ドヤジのメモ帳

ドヤジのメモ帳

Dungeon Crawl   


 その危険な植物は、獣の棲み家にまれに生える植物。
 獣の棲み家を侵攻中のホビットの装備品をホビットもろとも焦がしていく…
 盾がへたり、兜は錆び付き、少し良いローブは並の品と変わらなくなった。


理論上勝てない敵がおそらくいなくなった彼。
だが、生き残るためにはいくつか問題がある。その一つが防具である。
彼の防具は、ローブが(+2)の補正がついている程度で、あとはクローク、ブーツに兜、とりたてて特別な物は着けていない。
より攻撃を避けるために、攻撃や呪文の邪魔になる盾を構えているものの、鎧のたぐいは着けていない。
彼も鎧のたぐいを着けれなくはないのだが、重いのと「敵に気づかれないように動くことを妨げる」のを何より彼は嫌がった。
彼の防具の薄さを見かねたのか、彼の幾度目かのオカワル様への祈りの際、オカワル様が彼に光る鎖かたびらを下さったものの、それは鎧のたぐい。なので彼はそれを一応は着けてみたが、すぐに外してその辺に放り投げた。

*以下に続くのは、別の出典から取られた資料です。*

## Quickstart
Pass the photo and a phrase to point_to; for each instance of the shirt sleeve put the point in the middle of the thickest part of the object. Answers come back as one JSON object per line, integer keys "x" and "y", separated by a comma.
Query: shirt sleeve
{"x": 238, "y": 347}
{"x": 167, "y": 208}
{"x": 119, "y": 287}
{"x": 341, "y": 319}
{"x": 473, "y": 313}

そんななか、彼の前に立ちふさがったのは何か危険な感じがする植物。
その危険な感じは当たった。


その植物は酸を放射するオクロブ草だった。そしてその植物は彼めがけて酸を吐き出す。あの速度の酸のしぶきを避けるのは困難。


酸で焼け爛れる彼。このまま酸を浴び続けると危険。
さりとて、距離を取っても戦っても酸は飛んでくる。
軍神オカワル様から腕力強化の能力を借りて、やったらめったらダガーを振り回す。
本来ダガーではたいした打撃が与えられないのだが、腕力強化による斬撃は武器がダガーといえどそれなりの打撃力をもたらし、あの植物はだんだんと切り払われていく。


それでも、あの植物に何度も酸を吐くチャンスを与えてしまう。
あの植物をなんとか完全に切り払えたが、その間に何度か酸のしぶきを浴びてしまった。


酸のしぶきによる、彼自身の損傷は休むことで解決するものの、彼の防具の損傷は休むことでは解決しない。